# heeeere fishy-fishy,



## Square Eye (Apr 22, 2006)

Loaded up and ready to go.






Has anyone here built a canoe or other type of boat? 

Got any pictures you could post?


Tom in KY, me and my minner is goin' to the river - gonna' catch me a fishy TODAY!!!


----------



## Square Eye (Apr 24, 2006)

Well, we didn't go to the river. We went to a farm pond Where I've been working for a while.






John and I had fun in the canoe for a while. He doesn't get the concept of rowing yet. He's too little to make much difference though.

In all we caught 14, one Warmouth and 13 Kentucky Spotted Bass. I love Rooster Tails and Mepp's in-line spinners.


----------



## oldslowchevy (Apr 24, 2006)

over all sounded like a good day.i haven't been fishing in years but i liked minny wackyer spiner baits and porkos.


----------



## TxBuilder (May 8, 2006)

Nice looking Heep!

Here is mine I just sold. No new pictures of my current beater.


----------



## Square Eye (May 8, 2006)

NICE!! 

8 lug axles,, Dana 60s?

40" tires?

With gas as high as it is, Jeeping may be too expensive a hobby to keep for some of us. Not that cost has ever been an issue for Jeepers. 

I haven't gotten too far into mine yet. I've had it 6 years now and only have $3000.00 in it including the original purchase price. It's not hard to have that much in axles with lockers, performance axle shafts and custom driveshafts, disc brake conversions, steering mods and regearing.

I'm certainly glad that I don't have to drive it every day. While I like driving it to the fishing holes, mud holes and hills; I'd rather leave it at home when I go to work. Your old one looks like it would be a nightmare to drive to work. Serious Jeeping requires a separate daily driver, IMHO.

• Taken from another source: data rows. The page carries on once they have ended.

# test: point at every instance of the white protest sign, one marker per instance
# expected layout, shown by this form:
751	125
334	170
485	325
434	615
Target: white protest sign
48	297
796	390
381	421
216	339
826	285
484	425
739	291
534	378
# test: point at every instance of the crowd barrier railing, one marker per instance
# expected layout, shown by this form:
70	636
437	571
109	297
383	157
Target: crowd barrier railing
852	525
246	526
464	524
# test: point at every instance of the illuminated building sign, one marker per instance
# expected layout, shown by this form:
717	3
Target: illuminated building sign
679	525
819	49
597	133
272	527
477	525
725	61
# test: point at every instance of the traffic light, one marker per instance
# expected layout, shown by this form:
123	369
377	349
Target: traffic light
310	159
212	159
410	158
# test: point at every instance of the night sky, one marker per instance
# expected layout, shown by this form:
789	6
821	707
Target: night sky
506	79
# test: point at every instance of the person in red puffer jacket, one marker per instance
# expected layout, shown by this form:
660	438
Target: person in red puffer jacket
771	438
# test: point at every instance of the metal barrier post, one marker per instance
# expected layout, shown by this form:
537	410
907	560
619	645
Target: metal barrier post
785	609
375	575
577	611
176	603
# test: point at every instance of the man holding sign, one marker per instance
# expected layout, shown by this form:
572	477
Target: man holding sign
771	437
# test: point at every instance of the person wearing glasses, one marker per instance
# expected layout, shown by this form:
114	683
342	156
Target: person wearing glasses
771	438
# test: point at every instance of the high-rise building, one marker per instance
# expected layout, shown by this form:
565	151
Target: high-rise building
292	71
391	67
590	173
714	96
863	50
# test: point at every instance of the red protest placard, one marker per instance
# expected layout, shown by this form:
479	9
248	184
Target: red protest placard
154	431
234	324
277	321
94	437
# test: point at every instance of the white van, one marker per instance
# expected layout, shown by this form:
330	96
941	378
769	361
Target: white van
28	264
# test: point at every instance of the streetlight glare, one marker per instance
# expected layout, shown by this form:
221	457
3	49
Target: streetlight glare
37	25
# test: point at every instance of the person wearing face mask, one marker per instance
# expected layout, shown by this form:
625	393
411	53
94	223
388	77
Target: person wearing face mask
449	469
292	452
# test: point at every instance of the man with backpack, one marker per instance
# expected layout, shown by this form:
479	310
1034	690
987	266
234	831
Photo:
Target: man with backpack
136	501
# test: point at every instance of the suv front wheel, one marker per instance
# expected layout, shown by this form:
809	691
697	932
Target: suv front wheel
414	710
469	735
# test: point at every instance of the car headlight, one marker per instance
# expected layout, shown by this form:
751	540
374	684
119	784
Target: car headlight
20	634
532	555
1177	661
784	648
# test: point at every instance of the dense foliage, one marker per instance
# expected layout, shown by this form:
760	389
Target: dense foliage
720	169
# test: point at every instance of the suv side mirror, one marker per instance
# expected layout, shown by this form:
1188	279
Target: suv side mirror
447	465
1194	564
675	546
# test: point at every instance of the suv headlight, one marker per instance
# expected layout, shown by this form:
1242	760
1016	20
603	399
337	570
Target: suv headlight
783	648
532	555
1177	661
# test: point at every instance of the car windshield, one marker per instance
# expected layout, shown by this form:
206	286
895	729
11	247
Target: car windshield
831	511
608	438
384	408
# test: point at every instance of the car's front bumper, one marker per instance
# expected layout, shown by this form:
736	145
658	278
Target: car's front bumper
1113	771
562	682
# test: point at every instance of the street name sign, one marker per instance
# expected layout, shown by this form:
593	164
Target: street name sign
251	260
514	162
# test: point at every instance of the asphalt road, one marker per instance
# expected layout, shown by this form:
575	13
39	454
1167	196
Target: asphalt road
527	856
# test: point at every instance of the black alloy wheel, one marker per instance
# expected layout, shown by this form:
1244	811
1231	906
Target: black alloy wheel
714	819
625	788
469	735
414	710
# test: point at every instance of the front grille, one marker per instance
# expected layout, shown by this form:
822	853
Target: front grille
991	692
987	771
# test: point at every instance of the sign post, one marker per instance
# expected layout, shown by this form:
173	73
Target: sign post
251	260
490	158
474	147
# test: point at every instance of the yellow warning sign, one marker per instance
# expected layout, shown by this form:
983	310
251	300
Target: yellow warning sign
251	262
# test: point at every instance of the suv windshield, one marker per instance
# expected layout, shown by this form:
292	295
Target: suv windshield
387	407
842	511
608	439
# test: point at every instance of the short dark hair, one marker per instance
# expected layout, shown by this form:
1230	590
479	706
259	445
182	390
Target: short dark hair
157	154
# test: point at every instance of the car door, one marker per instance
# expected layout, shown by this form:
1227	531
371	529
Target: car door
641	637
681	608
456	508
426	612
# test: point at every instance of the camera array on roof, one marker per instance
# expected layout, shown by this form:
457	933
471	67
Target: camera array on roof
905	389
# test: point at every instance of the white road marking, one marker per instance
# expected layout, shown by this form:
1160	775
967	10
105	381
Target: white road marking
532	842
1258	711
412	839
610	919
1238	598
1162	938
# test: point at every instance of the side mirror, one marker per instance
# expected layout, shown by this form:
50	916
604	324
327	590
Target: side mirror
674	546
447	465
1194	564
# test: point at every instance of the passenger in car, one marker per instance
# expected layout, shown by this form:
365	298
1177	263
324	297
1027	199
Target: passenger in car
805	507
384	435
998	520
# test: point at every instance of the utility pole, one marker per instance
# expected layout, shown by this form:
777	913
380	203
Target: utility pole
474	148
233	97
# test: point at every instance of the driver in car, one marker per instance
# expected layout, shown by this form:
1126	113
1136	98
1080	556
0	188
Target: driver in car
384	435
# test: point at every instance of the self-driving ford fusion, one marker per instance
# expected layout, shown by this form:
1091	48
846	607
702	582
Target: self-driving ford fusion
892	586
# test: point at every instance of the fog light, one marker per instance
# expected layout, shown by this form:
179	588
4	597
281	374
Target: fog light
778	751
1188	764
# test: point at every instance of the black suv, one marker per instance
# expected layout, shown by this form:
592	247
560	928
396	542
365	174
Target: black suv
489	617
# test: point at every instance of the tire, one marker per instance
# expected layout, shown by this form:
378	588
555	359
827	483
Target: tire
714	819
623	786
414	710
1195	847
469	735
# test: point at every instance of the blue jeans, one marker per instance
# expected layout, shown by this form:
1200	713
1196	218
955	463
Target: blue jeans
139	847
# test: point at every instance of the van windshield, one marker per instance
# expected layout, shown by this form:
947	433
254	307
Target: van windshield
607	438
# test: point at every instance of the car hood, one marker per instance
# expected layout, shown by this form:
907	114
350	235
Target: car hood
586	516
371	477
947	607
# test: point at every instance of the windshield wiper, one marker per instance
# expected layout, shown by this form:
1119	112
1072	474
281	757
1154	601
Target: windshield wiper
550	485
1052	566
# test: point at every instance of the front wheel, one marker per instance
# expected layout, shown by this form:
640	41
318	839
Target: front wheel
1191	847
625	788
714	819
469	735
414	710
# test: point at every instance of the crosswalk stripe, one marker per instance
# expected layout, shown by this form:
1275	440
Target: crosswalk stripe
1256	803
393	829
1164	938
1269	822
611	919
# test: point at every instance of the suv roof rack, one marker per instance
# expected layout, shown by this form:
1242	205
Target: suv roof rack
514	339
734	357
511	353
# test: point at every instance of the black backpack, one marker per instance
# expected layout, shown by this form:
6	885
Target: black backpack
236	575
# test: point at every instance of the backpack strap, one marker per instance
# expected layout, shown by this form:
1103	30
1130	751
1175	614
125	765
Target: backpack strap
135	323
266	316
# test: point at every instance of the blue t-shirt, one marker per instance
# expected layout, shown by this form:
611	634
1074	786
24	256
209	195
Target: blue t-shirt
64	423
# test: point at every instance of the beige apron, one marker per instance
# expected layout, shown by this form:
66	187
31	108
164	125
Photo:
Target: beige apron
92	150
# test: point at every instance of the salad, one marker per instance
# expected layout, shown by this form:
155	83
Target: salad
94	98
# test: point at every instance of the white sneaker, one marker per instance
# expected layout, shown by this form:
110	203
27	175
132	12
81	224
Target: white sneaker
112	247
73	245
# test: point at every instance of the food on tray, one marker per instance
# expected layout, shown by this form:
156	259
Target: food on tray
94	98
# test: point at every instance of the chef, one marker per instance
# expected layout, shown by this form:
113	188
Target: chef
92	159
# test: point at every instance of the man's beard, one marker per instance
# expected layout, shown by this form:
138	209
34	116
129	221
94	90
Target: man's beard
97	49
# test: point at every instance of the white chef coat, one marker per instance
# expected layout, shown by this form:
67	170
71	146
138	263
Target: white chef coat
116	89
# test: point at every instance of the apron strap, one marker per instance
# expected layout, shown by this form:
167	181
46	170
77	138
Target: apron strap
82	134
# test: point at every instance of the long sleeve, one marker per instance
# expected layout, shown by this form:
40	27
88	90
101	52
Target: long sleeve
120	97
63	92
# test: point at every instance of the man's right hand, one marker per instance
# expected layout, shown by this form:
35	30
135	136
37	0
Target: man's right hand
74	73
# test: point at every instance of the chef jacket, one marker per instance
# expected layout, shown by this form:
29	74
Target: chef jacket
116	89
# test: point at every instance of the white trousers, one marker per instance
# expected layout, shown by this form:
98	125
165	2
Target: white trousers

Tx, What's your daily driver?
A Ferrari, Maseratti, Ford GT?


----------



## TxBuilder (May 8, 2006)

That is my DD still. Going to try to sell it soon to buy a used truck.


----------



## Square Eye (May 8, 2006)

9.8 subject matter, get outside and do something

9.2 form, nice lean, front end still up, no fear of a flop to the side

4.0 overall integrity, refinement, 10.00 if it's still running in that picture

10.00 sportsmanship, cuz I can't see if you're crying

3.4 ecological awareness, looks like watershed drain basin, no regular aquatic life forms. BUT, please don't try this in trout streams or farm ponds where fish live and cattle drink. 

7.5 recovery crew, no Jeeps, can't see a winch, BUT, you're not alone, people are there

5.6 finesse, for making it that far

7.0 background scenery

9.2 accessories, the gas can on that luggage rack is cool, it looks like really edgy the way it leans. One drip and you'd be waxing for a couple of hours, all the way down the side and possibly the top.

9.8 show and shine, No vehicle in KY gets that far out without mud. Although that's as close as some of them get to a bath.
_______________________________

10.00 for the person who took the picture if they made it across first.

Hindsight really is 20/20, especially when you make it through and your friends don't. Look back and laugh, they'll get over it.


----------



## woodworkingmenace (May 9, 2006)

3.4 ecological awareness???  I'd at least given him a 5.0... looks like he is crossin on the main road from here to thar!! 

I reckon this is just a "little" splash in the road...ya shouldda seen the BIG 'UN where he floats it across ... (amusing myself here with thoughts of the jeep floating down for several hundred yards to hit the main freeway... cow path leading to the meetin house  LOL!)

Ok, 'nuff for my amusement only ... 

Jesse


----------